The ongoing joke I have with myself is that I must be subconsciously picking hobbies that will make me unattractive to only the most intrepid.
First it was shooting guns. Now, it’s boxing.
I was a marathoner for a little while, but the time, energy and costs wore me down after a bit.
So during life transition 2013, I decided to give myself the gift of boxing classes.
I’ve always been a passive boxing fan, rooting for Manny Pacquiao, before him, Mike Tyson (his love for pigeons and all) and before him, the greatest of all time, Muhammad Ali.
The only thing that gives me pause is getting hit in the face. Or knocked down. Or both.
I’ve got enough natural body padding (ahem) that I hope my ribs aren’t vulnerable to any mild sparring. But first things first. I’ve only had five classes. I was thinking about this Brene Brown book, and a great Theodore Roosevelt quote that opens the book:
“It is not the critic who counts; not the man who points out how the strong man stumbles, or where the doer of deeds could have done them better. The credit belongs to the man who is actually in the arena, whose face is marred by dust and sweat and blood; who strives valiantly; who errs, who comes short again and again, because there is no effort without error and shortcoming; but who does actually strive to do the deeds; who knows great enthusiasms, the great devotions; who spends himself in a worthy cause; who at the best knows in the end the triumph of high achievement, and who at the worst, if he fails, at least fails while daring greatly.”
I’m in the arena. All the time. So are you.
She says later in the book that she doesn’t take feedback/criticism from anyone who isn’t in the proverbial arena, fighting. LOVE.
And that message for me came right on time. I think it’s applicable for most messages we get from popular culture about single women, except that I don’t take advice about dating from other single people. Because they’re in the same boat, uh, arena as me, and if they had answers, they’d have made more progress, right?
What’s more important is that I don’t take feedback/criticism from people who aren’t striving to be better and aren’t interested in my efforts to make myself better because it highlights their insecurities. All of my closest, dearest friends are women in the arena in one way or another, and I’m grateful to count some men in that category as well.
- You might get beat up while you learn: I have accepted that I have limited hand-eye coordination and that I’m probably going to harm myself while I learn. I’m always sore. I like it because it means that I’m trying, stretching, doing something different, using different muscles. This is what dating and flirting is like when you’re single. Every time you put yourself out there and the date is a bust or all he wants to do is text or he’s just not that into you or you’re just not into him, it’s like getting smacked on the shoulder when you’re slapboxing, figuring out how to block yourself from stupid. There’s also the emotional workout. I said to my instructor that I wasn’t that coordinated and she paused. After I threw a few punches she said, “You’re coordinated, you just think too much.” Sounds like my love life!
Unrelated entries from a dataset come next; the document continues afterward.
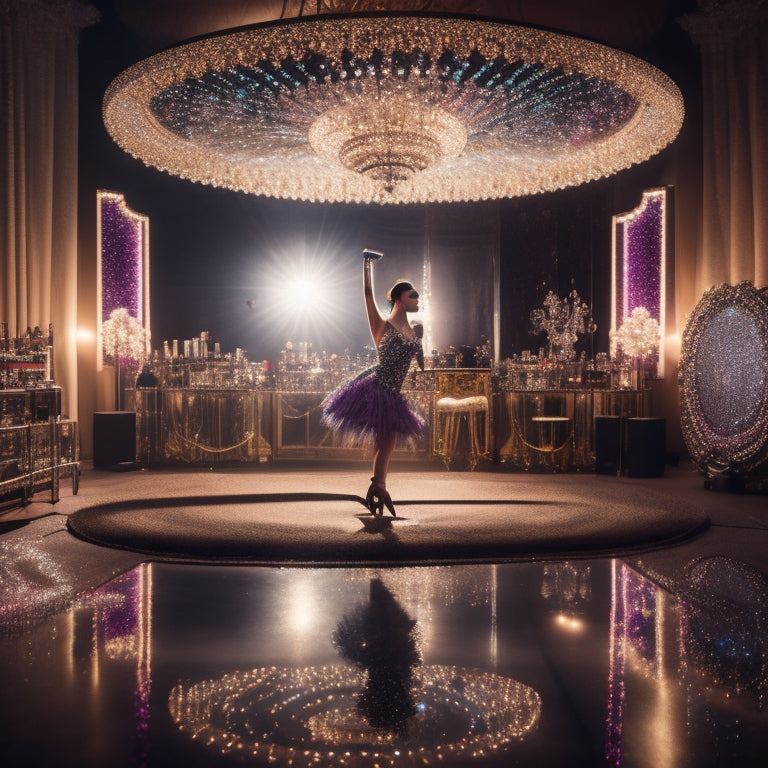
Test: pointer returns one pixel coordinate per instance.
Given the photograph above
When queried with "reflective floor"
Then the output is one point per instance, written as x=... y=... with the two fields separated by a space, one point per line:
x=582 y=663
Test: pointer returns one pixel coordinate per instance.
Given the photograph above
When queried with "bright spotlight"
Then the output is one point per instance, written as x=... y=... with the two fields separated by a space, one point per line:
x=315 y=298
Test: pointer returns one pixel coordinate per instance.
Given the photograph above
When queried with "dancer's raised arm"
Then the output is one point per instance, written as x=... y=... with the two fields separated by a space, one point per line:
x=375 y=320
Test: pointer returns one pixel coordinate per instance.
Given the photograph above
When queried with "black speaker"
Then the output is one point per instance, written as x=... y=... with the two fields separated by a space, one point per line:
x=608 y=445
x=646 y=446
x=114 y=438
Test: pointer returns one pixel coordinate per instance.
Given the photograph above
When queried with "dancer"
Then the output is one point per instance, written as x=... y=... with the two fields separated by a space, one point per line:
x=371 y=406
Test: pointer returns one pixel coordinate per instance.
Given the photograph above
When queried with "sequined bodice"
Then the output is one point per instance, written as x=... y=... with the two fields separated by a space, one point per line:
x=395 y=355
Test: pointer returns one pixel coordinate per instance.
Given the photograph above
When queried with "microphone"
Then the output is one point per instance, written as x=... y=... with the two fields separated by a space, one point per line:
x=418 y=329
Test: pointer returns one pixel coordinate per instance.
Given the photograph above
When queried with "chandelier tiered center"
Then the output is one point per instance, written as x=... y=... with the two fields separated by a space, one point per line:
x=392 y=108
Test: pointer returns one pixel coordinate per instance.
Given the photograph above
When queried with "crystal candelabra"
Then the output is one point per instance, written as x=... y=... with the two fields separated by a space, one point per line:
x=563 y=320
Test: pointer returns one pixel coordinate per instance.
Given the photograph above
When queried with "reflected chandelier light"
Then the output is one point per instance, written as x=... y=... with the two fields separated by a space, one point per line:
x=392 y=108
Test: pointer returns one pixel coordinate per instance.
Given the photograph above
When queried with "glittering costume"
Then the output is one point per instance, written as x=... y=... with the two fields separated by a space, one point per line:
x=371 y=405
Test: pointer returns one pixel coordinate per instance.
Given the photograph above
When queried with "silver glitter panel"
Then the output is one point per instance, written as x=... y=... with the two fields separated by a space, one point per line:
x=724 y=379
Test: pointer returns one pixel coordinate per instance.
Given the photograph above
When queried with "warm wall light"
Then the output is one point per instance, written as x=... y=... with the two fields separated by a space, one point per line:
x=392 y=108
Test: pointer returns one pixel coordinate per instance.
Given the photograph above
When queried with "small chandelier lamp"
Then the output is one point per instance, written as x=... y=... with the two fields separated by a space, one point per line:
x=392 y=108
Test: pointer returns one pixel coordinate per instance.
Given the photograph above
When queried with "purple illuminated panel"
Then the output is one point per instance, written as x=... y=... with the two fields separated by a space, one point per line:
x=642 y=257
x=639 y=262
x=123 y=273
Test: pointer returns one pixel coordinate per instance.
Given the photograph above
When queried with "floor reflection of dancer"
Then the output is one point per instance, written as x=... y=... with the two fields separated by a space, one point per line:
x=381 y=637
x=371 y=405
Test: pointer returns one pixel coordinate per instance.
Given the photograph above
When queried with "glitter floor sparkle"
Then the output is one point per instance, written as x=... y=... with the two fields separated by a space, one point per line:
x=583 y=662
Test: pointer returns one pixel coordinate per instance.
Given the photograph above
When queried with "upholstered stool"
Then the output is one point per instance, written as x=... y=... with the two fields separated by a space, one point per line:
x=462 y=397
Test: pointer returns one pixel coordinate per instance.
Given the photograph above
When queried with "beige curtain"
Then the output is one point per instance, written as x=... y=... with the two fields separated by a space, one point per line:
x=733 y=38
x=38 y=173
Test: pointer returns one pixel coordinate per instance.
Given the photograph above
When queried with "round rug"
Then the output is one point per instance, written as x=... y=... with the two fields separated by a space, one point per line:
x=308 y=528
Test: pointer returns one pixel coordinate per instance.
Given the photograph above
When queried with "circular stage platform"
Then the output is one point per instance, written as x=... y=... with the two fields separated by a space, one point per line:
x=443 y=517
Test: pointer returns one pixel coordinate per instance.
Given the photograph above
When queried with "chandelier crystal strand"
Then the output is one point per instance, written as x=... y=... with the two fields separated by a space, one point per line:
x=392 y=108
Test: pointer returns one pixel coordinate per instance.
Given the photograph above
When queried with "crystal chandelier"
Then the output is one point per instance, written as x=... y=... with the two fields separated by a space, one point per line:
x=392 y=108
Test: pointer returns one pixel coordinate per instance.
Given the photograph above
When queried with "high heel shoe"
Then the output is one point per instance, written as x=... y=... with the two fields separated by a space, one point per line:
x=377 y=498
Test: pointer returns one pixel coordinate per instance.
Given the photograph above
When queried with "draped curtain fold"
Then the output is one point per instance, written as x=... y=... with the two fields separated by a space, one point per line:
x=38 y=173
x=731 y=35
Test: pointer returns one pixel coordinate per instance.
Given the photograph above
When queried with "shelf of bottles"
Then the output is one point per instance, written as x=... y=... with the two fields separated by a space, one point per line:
x=37 y=447
x=197 y=405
- It looks easier and more like fun on television: It’s hard not to consider TV the devil, which is easy for me to say because I only have a couple of must-watch shows these days so that I can actually get some writing and reading in. But while I’m considering getting back into courting/dating/whatever it’s called these days, I know that those great dates that include flowers and nice, non-awkward outings really only happen on old TV shows that aren’t even on-air anymore (looking at you Sex and The City and Living Single). So it is with boxing. That fancy footwork looks easy until you try to do it. Same with the jab, cross, hook. It’s all fun and games until you try to wrap your hands and end up looking like a cat raided a bolt of yarn in a frenzy.
- It’s great practice for learning how to fight for yourself in the rest of your life: I really hope I don’t have to ever punch someone in the face to defend myself, but it’s nice to know how. I’d like it if I didn’t spend the rest of my days relying on non-human sentient beings for companionship, but I can’t call it.
- No one is born knowing how and you can’t teach yourself: Single is nice, but it doesn’t come with instructions in a world where most people anticipate that you’ll be part of a pair. So, it takes practice learning to be one in a world of twos. The same is true with boxing. You can guess and glean some things on YouTube, but you never really know how to do it right without guidance.
- It makes you think about your fitness (physically/spiritually): It’s been long enough since my last relationship that I have a very clear idea of what my weaknesses are and what my strengths are when it comes to love and dating. The same way I know that I prefer writing in the morning and working out in the evening to the reverse, so I love that most of the boxing classes I’ve been taking aren’t at o’dark thirty.
- The whole world is an arena: Not just a stage. But every day and every moment is the arena, and you get to choose how you step into it. You get a whole different kind of confidence when you own yourself and your life and everything in it. Self-possession is a beautiful thing. I can feel the confidence making my spine straighter when I walk. I don’t have the same slump, not even when I’m sitting down, because of the stress I let out when I’m hitting the bag and the slow strength that comes with working really hard.